Heading into 2019, we don’t need to tell you that your online marketing has to have a mobile-first priority. Chances are very good that you’re reading this on a smartphone, where over 60% of website visits now come from. On average, Americans spend over 5 hours per day on a mobile device, and approximately 70% of online shopping is now done on mobile devices.
Because we’re on our phones constantly, marketing campaigns targeted to mobile viewers just make sense. So what are the best practices for the coming year? Let’s take a look.
The instant-info environment we live in means attention spans have shrunk to miniscule versions of their formal selves. For your mobile marketing, this means you need to start with customer-centric campaigns and callouts that are much less about features/benefits and much more about showcasing how what you offer fits within the values of a person’s lifestyle.

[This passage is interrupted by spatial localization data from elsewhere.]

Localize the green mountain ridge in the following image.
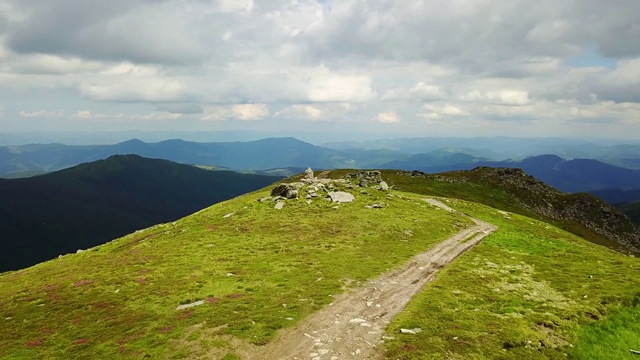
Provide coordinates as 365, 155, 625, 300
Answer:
1, 168, 639, 359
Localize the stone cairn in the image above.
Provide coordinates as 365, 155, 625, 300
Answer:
263, 168, 389, 209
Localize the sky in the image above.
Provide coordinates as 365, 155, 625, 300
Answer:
0, 0, 639, 139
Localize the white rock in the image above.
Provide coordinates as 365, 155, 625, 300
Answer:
176, 300, 205, 311
274, 202, 284, 210
349, 318, 367, 324
223, 212, 234, 218
327, 191, 355, 203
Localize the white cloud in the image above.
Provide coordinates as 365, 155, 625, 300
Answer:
72, 110, 93, 119
218, 0, 254, 14
276, 105, 324, 120
306, 66, 375, 102
464, 90, 530, 106
232, 103, 269, 120
375, 111, 400, 123
79, 78, 187, 102
19, 110, 64, 118
202, 104, 269, 121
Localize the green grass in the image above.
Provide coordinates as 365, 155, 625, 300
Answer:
0, 184, 469, 359
3, 170, 639, 359
383, 198, 640, 359
572, 305, 640, 360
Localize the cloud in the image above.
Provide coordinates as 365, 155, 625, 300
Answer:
19, 110, 64, 118
72, 110, 93, 119
375, 111, 400, 123
275, 105, 324, 120
1, 0, 639, 138
417, 103, 469, 120
306, 66, 375, 102
202, 104, 269, 121
157, 104, 204, 115
464, 90, 530, 106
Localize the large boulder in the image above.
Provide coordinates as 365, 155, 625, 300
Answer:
327, 191, 355, 203
271, 183, 302, 199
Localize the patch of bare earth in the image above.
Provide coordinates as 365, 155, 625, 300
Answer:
246, 198, 497, 360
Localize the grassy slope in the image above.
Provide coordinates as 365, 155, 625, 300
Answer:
0, 184, 469, 359
2, 169, 639, 359
384, 198, 640, 359
379, 170, 640, 359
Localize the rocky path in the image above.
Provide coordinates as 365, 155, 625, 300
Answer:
248, 198, 497, 360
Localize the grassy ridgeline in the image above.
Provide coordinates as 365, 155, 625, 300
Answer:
0, 186, 468, 359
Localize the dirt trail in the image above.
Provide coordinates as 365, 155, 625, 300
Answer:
247, 198, 497, 360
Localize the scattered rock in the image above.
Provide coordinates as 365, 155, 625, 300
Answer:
378, 181, 390, 191
176, 300, 205, 311
76, 249, 85, 254
258, 196, 272, 202
400, 328, 422, 334
271, 183, 302, 199
223, 212, 234, 218
327, 191, 355, 203
274, 202, 284, 210
347, 171, 383, 187
306, 200, 312, 205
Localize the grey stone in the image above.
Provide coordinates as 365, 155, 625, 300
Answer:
274, 202, 284, 210
327, 191, 355, 203
271, 183, 302, 199
378, 181, 390, 191
305, 167, 314, 180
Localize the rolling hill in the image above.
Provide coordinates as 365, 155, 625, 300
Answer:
0, 155, 281, 272
1, 168, 639, 359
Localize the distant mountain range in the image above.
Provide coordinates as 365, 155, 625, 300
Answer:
386, 154, 640, 193
0, 155, 280, 272
0, 137, 402, 178
2, 137, 640, 216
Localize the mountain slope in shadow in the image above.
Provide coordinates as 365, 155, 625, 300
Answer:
0, 154, 281, 272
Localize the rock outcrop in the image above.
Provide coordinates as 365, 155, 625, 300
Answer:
271, 183, 303, 199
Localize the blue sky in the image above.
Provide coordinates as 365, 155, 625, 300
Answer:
0, 0, 639, 139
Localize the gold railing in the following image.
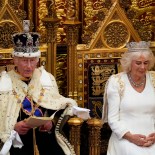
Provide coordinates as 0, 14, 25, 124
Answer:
68, 117, 84, 155
68, 118, 102, 155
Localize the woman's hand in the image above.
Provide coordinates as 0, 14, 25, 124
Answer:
39, 121, 53, 132
143, 133, 155, 147
14, 121, 32, 135
123, 132, 147, 146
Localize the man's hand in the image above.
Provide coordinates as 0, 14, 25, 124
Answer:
39, 121, 53, 132
14, 121, 32, 135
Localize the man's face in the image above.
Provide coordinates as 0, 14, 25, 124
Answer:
13, 57, 39, 78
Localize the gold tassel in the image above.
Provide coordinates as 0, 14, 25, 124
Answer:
33, 128, 40, 155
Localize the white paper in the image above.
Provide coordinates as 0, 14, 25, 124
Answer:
72, 106, 90, 120
25, 116, 53, 128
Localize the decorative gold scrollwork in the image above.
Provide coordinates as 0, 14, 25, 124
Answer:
0, 22, 18, 48
102, 20, 130, 48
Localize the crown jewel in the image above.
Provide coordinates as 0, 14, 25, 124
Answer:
126, 41, 151, 52
12, 20, 40, 57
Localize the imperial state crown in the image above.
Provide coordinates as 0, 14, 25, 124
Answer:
12, 20, 41, 57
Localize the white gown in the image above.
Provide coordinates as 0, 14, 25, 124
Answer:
106, 72, 155, 155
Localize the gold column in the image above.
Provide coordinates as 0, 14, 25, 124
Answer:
28, 0, 33, 26
63, 0, 81, 100
68, 117, 84, 155
42, 0, 60, 75
87, 118, 102, 155
63, 21, 81, 99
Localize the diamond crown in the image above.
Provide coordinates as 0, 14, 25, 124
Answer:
126, 41, 151, 52
12, 20, 40, 57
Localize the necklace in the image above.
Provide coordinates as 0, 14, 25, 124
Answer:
128, 73, 145, 87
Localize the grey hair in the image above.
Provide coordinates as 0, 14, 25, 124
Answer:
120, 49, 155, 72
35, 57, 40, 62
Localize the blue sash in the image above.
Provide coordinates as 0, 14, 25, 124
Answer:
22, 97, 43, 117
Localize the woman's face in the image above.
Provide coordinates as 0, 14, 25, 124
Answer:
130, 55, 149, 77
13, 57, 38, 78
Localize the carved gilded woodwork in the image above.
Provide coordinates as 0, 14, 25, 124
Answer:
102, 20, 130, 48
8, 0, 27, 20
42, 0, 60, 75
0, 22, 18, 48
0, 1, 24, 65
68, 117, 84, 155
63, 22, 81, 100
37, 0, 67, 44
0, 0, 4, 9
120, 0, 155, 41
81, 1, 140, 50
37, 0, 80, 44
0, 1, 25, 48
66, 0, 76, 20
56, 54, 68, 96
87, 118, 102, 155
82, 0, 113, 44
82, 0, 155, 47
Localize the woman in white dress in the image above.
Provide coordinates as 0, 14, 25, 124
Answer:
102, 41, 155, 155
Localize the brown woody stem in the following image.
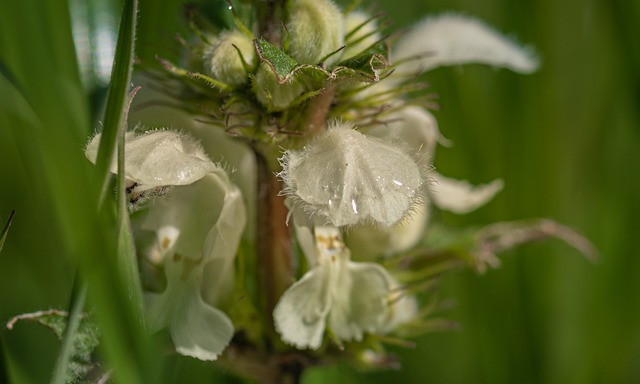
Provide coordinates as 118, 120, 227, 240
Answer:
303, 85, 336, 136
255, 150, 292, 329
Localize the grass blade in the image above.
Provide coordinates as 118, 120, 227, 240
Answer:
0, 210, 15, 255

- The Medium: People often use their phones throughout the day in short bursts–during breaks, while preparing meals, while watching TV. So your mobile content must be succinct, and it helps immensely to be very visual. Your audience needs to be able to scan your content and “get” what you’re about and what you’re offering in seconds.

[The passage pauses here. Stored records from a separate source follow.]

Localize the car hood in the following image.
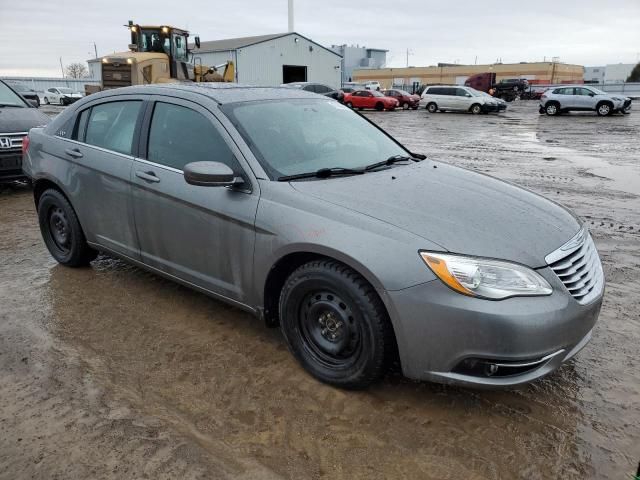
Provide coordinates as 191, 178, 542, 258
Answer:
290, 161, 580, 268
0, 107, 50, 132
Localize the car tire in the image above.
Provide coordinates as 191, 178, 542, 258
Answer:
37, 189, 98, 267
43, 97, 49, 105
545, 102, 560, 116
279, 260, 395, 389
346, 101, 353, 108
621, 108, 631, 115
375, 102, 384, 111
470, 104, 482, 115
402, 102, 409, 110
539, 106, 546, 114
596, 102, 613, 116
426, 102, 438, 113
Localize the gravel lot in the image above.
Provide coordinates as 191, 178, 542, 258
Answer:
1, 101, 638, 479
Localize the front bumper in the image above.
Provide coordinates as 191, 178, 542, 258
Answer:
383, 268, 603, 387
482, 103, 506, 113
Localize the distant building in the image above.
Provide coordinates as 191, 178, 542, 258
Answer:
603, 63, 636, 83
584, 66, 605, 84
190, 32, 342, 88
353, 62, 584, 89
330, 45, 387, 85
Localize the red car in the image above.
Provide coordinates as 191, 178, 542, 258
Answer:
381, 89, 420, 109
345, 90, 399, 111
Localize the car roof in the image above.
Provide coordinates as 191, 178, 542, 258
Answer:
86, 83, 326, 105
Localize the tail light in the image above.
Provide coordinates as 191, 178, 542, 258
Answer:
22, 135, 30, 156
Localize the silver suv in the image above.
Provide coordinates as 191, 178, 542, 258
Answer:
540, 85, 632, 116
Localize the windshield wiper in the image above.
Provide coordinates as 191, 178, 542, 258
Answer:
363, 154, 421, 172
278, 167, 365, 182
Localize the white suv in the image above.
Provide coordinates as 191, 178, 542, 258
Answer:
539, 86, 631, 116
420, 85, 505, 114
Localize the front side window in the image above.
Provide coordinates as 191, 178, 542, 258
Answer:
222, 99, 407, 179
84, 101, 142, 155
173, 34, 187, 62
0, 82, 27, 107
147, 102, 238, 172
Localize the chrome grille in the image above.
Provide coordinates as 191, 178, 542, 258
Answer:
0, 132, 27, 153
545, 227, 604, 304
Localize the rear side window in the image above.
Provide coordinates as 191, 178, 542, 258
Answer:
84, 101, 141, 155
147, 102, 239, 172
456, 88, 469, 96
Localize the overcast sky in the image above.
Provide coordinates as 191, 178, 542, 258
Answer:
1, 0, 639, 77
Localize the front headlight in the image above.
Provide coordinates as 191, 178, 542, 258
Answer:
420, 252, 552, 300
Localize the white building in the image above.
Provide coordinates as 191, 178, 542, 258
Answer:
191, 32, 342, 88
330, 45, 387, 85
604, 63, 635, 83
584, 63, 636, 84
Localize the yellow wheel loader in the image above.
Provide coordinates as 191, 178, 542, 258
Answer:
87, 21, 234, 95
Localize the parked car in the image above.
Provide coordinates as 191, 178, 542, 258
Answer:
421, 85, 505, 114
6, 81, 40, 107
345, 90, 399, 111
43, 87, 83, 106
281, 82, 344, 103
24, 84, 603, 389
364, 81, 381, 91
381, 89, 420, 110
539, 86, 632, 116
0, 80, 50, 183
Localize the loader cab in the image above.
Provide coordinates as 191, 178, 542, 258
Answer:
129, 23, 194, 80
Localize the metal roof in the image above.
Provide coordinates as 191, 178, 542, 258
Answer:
191, 32, 341, 57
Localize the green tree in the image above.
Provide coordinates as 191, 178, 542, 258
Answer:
627, 62, 640, 82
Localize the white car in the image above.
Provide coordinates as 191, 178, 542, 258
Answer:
364, 81, 381, 91
420, 85, 506, 114
539, 86, 632, 116
42, 87, 83, 106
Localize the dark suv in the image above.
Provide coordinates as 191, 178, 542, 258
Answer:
7, 81, 41, 107
281, 82, 345, 103
0, 80, 50, 183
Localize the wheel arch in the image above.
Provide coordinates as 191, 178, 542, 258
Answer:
262, 247, 386, 328
33, 176, 71, 208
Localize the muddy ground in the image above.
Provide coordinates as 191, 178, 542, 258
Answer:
1, 102, 638, 479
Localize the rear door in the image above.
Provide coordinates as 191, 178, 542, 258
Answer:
130, 96, 259, 302
60, 97, 145, 258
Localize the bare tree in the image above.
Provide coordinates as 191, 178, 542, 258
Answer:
65, 62, 89, 79
627, 63, 640, 82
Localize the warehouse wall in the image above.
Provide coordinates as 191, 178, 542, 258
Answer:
238, 35, 342, 88
0, 76, 99, 94
353, 62, 585, 88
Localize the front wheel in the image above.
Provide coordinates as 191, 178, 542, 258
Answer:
470, 104, 482, 115
346, 101, 353, 109
426, 102, 438, 113
279, 260, 395, 389
375, 102, 384, 111
43, 97, 50, 105
545, 103, 560, 116
402, 102, 409, 110
596, 102, 613, 116
37, 189, 97, 267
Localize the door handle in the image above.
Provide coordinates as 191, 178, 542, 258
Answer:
64, 148, 83, 158
135, 170, 160, 183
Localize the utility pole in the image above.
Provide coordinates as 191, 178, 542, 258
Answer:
288, 0, 294, 32
406, 48, 413, 68
93, 42, 98, 59
59, 57, 64, 78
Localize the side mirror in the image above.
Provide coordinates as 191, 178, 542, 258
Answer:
194, 36, 201, 49
27, 99, 39, 108
183, 161, 241, 187
589, 93, 595, 97
466, 93, 472, 97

- The Message: Sorry to say, there’s not a lot of time for nuance in mobile marketing. So pinpoint some big ideas that are easy for users to wrap their heads around. What makes you the best (“Top Rated Practice in St. Louis on Yelp”)? What are some big, impressive numbers you can throw out (“Over 3,000 Breast Augmentations Performed”)? What out-of-this-world reviews have you gotten (“Dr. Smith Changed My Life!”)? These are the kinds of differentiators that need to be front and center in any mobile storytelling.
Mobile-Friendly Calls to Action
Calls-to-action (CTAs) are your requests for your audience to do something. Stuff like “come in for a consultation” or “book a treatment today and save 20%.” Like the differentiators you put together, the CTAs peppered into your content need to be extremely brief and super persuasive. And the action required needs to be minimal.
Don’t ask your mobile audience to fill out a multi-part form. Heck, if your form has more than 3 fields, hack it down. There’s just no tolerance for contact methods that require effort. Give live chat options. Give text messaging options. Always keep an eye on how you can make it effortless for mobile users to dive deeper in your sales funnel.
Optimized Mobile Site Experience
We’ve already talked at length over the years about why you need a responsive website. That’s old news. The action item here is about doing testing to see what mobile layouts are converting the best for you, and constantly trying out new styles to keep nudging those conversion rates higher.
The two big variables are (1) engaging, interactive layouts on one side and (2) site load times on the other. You can get a very boring, text-heavy website to load very quickly, but it’ll be a lousy mobile experience. On the flipside, your site could be extremely interactive and fun to use on mobile, but it takes forever to load. You have to strike a balance for the best mobile engagement.
Make sure that any photos or videos on your site have a file size that’s small enough to load quickly on any device, but still display with good visual quality. Placement of images and text is also important – the page needs to be scannable, with plenty of white space and visual elements where users are expecting them. Hubspot has some other good tips for mobile design of landing pages in particular.
Email and Texting Opportunities
Think about how you use your smartphone. Lots of email and texting, right? You’re not alone. More and more people are up for subscribing to text alerts from businesses they love so that they can get info and promotions quickly. You can add a text messaging signup right on your site’s contact forms, and you should get in the habit of sending regular text blasts so people on your list know they can expect to hear from you.
Though email has been around for a long time, it’s remained a pretty adaptable online marketing tool. In the context of mobile, you should be testing all email newsletters and other customer communication in a variety of devices to make sure it is displaying correctly. And the same principles for tight, relevant page content that contains engaging multimedia hold true for email messaging as well.
So far we’ve been talking a lot about your mobile website, but billions of collective hours are spent interacting on social media via mobile devices. While there aren’t many technical things you need to consider for your mobile social presence, since each platform has already dialed that in, you should still be aware of a few best practices for engaging mobile social users as part of your social media marketing plan. In fact, we’d encourage you to think of your social audience as mobile only.
- No text on graphics: We’ve all been there, trying to make out a tiny font on a small image on our phones. Don’t be the one forcing your audience to squint. As an added bonus, keeping text off images is best practice for the visually impaired, who rely on image text descriptions.
- Short, silent videos: The popularity of auto-play video may have been overhyped a bit, but there’s still no doubt it’s an eye-catching medium, and most social platforms are still pushing it. Put the most important messaging right up front, keep the story tight, and if you need to convey anything in audio, make sure to turn on captions too.
- Leverage social apps: There are a number of social apps that can help you manage or improve your mobile social presence. Hootsuite and Buffer are a couple of the big players, but even lesser-known apps like Linktree can help you give mobile users more options to interact with you and give you improved tracking.